Livorno, 03 luglio 2025 – L’ospedale di Livorno si dota di una nuova piattaforma robotica per la chirurgia mininvasiva. Si tratta del sistema Versius Plus, uno strumento di ultima generazione che consente interventi meno invasivi e tempi di recupero più rapidi per i pazienti. Il primo intervento con il nuovo dispositivo è stato effettuato il 27 giugno, dopo un periodo di formazione per medici e operatori sanitari.
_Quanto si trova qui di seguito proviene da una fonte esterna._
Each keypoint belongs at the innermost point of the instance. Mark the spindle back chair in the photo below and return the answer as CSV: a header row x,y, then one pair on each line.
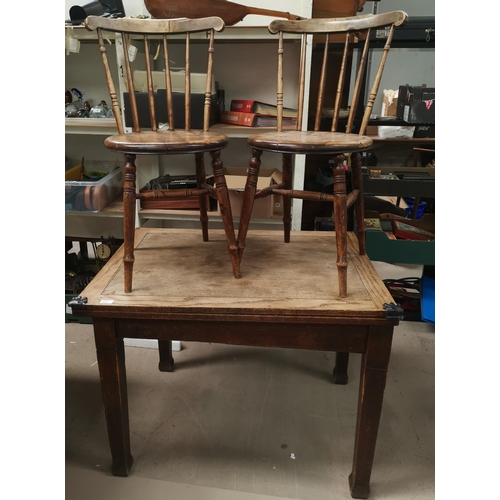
x,y
155,140
339,146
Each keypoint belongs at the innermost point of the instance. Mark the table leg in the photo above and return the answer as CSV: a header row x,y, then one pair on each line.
x,y
374,365
111,362
166,363
340,370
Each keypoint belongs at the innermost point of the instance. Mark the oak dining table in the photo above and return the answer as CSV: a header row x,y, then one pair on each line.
x,y
287,297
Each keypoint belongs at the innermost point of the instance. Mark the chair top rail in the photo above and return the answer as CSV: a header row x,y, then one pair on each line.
x,y
154,26
339,24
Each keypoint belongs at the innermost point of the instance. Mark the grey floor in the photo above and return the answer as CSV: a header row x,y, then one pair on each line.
x,y
251,423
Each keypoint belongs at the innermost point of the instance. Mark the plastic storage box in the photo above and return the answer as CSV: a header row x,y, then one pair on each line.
x,y
92,196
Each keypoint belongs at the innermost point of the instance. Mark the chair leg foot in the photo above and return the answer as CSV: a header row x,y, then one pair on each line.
x,y
342,272
127,273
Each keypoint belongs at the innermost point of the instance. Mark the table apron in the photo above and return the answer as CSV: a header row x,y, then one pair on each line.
x,y
323,337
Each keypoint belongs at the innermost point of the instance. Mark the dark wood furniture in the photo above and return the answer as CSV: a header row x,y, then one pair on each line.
x,y
316,142
157,141
190,300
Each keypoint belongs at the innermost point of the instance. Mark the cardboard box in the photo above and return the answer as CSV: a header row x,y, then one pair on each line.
x,y
389,104
84,195
271,206
416,104
380,247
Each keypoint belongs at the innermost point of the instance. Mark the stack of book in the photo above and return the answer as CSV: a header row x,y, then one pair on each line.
x,y
251,113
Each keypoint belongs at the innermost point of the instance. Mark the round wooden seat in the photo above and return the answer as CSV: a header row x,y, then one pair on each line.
x,y
296,141
166,141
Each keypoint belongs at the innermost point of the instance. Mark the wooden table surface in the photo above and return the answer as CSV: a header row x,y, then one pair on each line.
x,y
184,289
176,271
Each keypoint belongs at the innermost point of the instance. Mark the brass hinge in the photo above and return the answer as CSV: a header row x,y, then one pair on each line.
x,y
77,301
393,311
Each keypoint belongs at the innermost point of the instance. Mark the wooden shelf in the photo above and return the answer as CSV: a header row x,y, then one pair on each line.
x,y
115,209
91,126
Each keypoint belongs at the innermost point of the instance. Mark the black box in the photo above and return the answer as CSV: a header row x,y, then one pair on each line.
x,y
425,131
197,105
417,32
416,104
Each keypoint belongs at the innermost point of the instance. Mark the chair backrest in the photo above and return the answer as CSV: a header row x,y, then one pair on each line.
x,y
352,32
156,35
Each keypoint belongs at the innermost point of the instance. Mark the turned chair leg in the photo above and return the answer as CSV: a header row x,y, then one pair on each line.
x,y
201,178
287,200
225,210
340,215
248,199
129,206
359,204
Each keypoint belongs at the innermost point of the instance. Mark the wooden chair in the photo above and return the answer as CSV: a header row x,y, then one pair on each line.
x,y
288,143
160,35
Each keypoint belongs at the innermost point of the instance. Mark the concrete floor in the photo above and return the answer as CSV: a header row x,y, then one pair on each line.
x,y
245,423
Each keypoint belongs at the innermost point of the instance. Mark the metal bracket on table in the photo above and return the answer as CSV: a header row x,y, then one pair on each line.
x,y
394,311
77,301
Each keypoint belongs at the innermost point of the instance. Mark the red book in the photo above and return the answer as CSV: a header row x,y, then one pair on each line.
x,y
252,119
259,107
408,232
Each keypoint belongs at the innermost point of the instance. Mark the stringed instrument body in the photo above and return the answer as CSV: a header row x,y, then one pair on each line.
x,y
230,12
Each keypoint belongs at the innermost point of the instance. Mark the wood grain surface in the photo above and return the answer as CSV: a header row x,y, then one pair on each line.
x,y
176,272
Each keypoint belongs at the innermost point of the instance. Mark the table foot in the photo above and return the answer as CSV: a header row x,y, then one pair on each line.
x,y
166,363
123,469
358,490
340,371
373,377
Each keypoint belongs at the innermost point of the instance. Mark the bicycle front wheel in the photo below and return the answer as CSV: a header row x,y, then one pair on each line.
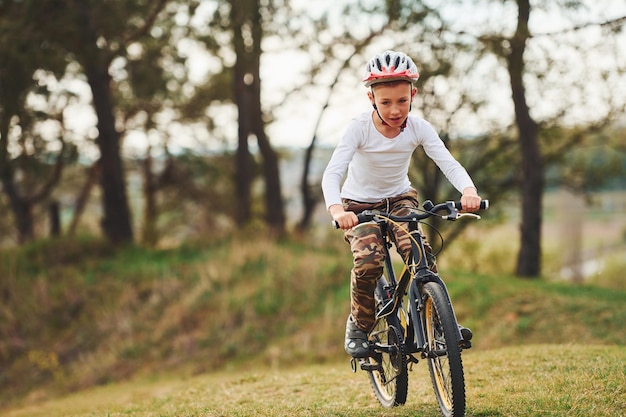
x,y
444,354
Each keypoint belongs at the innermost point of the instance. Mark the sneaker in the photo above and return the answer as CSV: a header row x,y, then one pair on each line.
x,y
356,340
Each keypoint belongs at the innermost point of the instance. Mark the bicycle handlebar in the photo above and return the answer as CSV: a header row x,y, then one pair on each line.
x,y
451,209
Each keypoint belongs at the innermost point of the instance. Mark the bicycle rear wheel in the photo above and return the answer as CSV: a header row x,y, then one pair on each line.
x,y
444,355
387,368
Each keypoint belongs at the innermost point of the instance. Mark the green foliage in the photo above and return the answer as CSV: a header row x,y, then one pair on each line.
x,y
78,313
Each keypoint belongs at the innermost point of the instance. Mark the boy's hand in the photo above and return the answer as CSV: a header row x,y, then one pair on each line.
x,y
470,200
345,219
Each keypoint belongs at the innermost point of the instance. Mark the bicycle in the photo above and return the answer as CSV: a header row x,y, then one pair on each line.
x,y
428,329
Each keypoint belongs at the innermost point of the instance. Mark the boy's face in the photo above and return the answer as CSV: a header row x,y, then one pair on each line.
x,y
393,101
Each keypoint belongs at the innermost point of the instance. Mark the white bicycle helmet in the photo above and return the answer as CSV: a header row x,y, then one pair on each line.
x,y
390,66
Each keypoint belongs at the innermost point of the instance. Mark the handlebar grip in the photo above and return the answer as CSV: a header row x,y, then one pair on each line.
x,y
484,205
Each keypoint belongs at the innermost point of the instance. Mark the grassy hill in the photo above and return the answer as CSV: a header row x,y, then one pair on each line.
x,y
79,314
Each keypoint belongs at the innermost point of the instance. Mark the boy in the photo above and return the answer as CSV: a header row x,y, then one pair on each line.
x,y
376,150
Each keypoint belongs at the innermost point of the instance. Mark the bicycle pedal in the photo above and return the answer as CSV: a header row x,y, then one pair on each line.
x,y
465,344
368,366
353,363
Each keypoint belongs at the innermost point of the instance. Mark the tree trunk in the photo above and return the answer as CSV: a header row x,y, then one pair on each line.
x,y
243,168
116,221
532,184
247,17
81,202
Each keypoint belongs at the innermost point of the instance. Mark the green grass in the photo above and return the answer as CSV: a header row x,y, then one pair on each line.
x,y
537,380
246,327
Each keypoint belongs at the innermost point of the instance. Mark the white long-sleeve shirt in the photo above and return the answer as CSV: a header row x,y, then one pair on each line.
x,y
378,166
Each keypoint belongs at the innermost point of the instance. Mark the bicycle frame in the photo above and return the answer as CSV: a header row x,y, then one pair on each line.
x,y
413,276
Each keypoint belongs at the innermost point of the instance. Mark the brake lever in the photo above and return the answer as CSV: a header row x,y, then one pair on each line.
x,y
472,215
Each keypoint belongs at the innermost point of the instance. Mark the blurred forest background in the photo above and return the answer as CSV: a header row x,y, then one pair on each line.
x,y
160,161
154,121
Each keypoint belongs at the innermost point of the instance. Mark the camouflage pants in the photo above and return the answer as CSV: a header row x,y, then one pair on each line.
x,y
367,249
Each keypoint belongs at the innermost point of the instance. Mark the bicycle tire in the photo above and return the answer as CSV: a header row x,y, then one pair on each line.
x,y
387,371
446,367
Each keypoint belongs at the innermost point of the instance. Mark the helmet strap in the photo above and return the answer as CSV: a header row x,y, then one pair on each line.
x,y
387,124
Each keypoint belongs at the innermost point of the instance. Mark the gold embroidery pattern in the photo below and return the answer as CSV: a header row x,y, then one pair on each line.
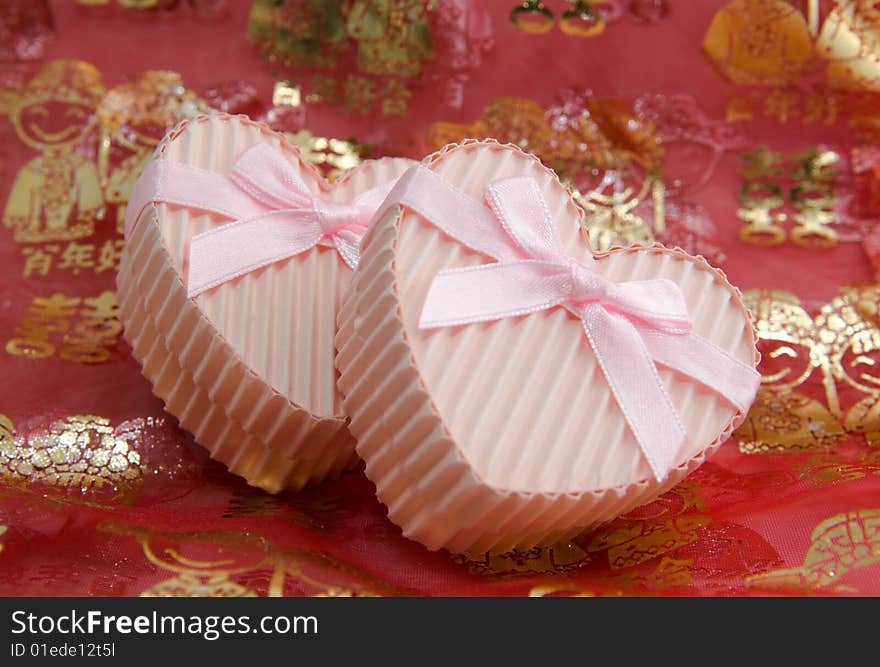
x,y
57,195
839,346
559,559
134,116
602,136
242,564
317,513
390,40
89,339
654,530
759,42
74,258
808,177
840,544
333,156
82,452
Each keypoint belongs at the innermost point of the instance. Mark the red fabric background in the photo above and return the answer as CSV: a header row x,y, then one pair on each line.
x,y
803,521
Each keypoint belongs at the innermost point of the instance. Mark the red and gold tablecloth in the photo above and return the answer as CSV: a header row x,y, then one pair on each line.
x,y
747,131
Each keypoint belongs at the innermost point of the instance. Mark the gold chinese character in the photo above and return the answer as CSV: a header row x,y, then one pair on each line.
x,y
38,260
101,307
92,337
109,256
761,227
77,256
814,202
45,316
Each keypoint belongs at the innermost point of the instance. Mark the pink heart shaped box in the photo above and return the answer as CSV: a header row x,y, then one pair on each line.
x,y
505,434
246,367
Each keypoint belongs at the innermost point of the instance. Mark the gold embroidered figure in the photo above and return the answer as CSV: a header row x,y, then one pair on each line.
x,y
841,543
850,39
392,35
781,418
135,116
854,356
759,42
56,196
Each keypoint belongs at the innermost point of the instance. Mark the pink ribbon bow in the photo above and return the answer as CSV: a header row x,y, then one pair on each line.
x,y
631,326
275,214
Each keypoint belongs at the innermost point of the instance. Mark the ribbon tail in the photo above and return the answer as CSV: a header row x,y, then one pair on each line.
x,y
636,386
348,244
492,292
230,251
179,184
706,363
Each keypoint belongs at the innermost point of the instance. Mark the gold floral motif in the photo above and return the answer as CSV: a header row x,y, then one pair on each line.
x,y
560,589
611,220
317,513
57,195
839,346
656,529
829,468
783,421
840,544
604,136
238,563
639,541
333,156
134,116
82,452
669,573
561,558
390,40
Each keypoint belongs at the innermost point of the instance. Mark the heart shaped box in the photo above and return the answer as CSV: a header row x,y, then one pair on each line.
x,y
505,434
246,367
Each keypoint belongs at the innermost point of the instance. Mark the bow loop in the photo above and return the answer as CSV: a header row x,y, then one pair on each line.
x,y
631,326
276,214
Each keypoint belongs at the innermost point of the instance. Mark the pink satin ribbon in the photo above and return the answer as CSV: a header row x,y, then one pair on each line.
x,y
631,326
275,214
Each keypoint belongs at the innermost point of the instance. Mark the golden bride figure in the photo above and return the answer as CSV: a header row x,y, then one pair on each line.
x,y
134,117
56,196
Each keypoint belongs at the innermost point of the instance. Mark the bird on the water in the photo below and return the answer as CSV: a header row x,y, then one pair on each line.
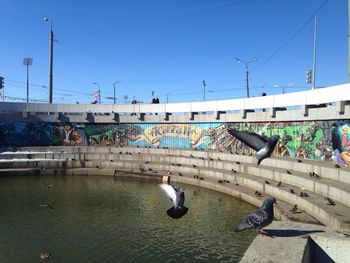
x,y
260,218
177,195
262,145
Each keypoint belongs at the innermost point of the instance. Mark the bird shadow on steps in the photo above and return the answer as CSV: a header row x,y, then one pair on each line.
x,y
290,232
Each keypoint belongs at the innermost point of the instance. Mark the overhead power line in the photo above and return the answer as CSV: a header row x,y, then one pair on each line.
x,y
291,37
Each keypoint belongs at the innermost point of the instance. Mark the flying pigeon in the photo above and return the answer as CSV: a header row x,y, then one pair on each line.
x,y
260,218
177,195
263,146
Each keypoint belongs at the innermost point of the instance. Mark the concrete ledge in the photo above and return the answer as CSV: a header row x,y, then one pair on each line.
x,y
291,243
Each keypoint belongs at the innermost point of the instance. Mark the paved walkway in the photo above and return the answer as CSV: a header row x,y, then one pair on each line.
x,y
289,240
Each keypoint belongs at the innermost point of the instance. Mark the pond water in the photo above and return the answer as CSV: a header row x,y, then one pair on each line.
x,y
97,219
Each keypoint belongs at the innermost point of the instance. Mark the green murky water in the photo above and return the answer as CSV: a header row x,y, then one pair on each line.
x,y
97,219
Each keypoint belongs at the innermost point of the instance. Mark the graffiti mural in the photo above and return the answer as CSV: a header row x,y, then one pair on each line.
x,y
341,141
316,140
69,134
304,140
18,134
155,135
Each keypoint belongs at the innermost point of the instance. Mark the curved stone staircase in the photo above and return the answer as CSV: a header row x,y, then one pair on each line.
x,y
236,175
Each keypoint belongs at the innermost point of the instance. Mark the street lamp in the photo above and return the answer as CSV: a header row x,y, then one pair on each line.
x,y
283,87
253,59
204,85
117,82
46,19
167,97
99,92
27,62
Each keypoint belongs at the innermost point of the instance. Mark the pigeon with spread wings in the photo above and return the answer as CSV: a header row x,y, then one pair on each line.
x,y
263,146
177,195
L’installazione del robot è frutto di una collaborazione tra istituzioni pubbliche e partner privati. Il percorso, avviato oltre un anno fa, ha visto coinvolti la Regione Toscana, l’Azienda USL Toscana nord ovest, l’Amministrazione Comunale di Livorno e ENI, che ha fornito il supporto necessario per l’acquisto e l’installazione della tecnologia.

“Il robot Da Vinci non poteva essere installato a causa di limiti strutturali dell’edificio ospedaliero”, spiegano dall’Unione Comunale del Partito Democratico di Livorno, che in una nota rivendicano l’impegno politico dietro al risultato. “Abbiamo cercato soluzioni alternative e costruito un’intesa pubblico-privato che ha portato all’arrivo di Versius Plus, superando gli ostacoli con pragmatismo”.

La nuova piattaforma sarà utilizzata inizialmente per interventi di chirurgia urologica oncologica robot-assistita, con l’obiettivo di estendere progressivamente l’impiego ad altre specialità chirurgiche.

Il PD livornese sottolinea come questa operazione rappresenti un “passaggio significativo verso una sanità più moderna e accessibile”, definendola “una vittoria collettiva” e ringraziando pubblicamente il presidente Eugenio Giani, l’assessore Simone Bezzini, il consigliere regionale Francesco Gazzetti, la direttrice generale della ASL Maria Letizia Casani e il sindaco Luca Salvetti, insieme ai consiglieri comunali Enrico Bianchi e Roberto Danieli.

“L’obiettivo – si legge ancora nella nota – è rafforzare la sanità pubblica locale, investendo in tecnologie ma anche nel personale: turnover, copertura dei ruoli apicali e valorizzazione dei lavoratori restano priorità irrinunciabili”.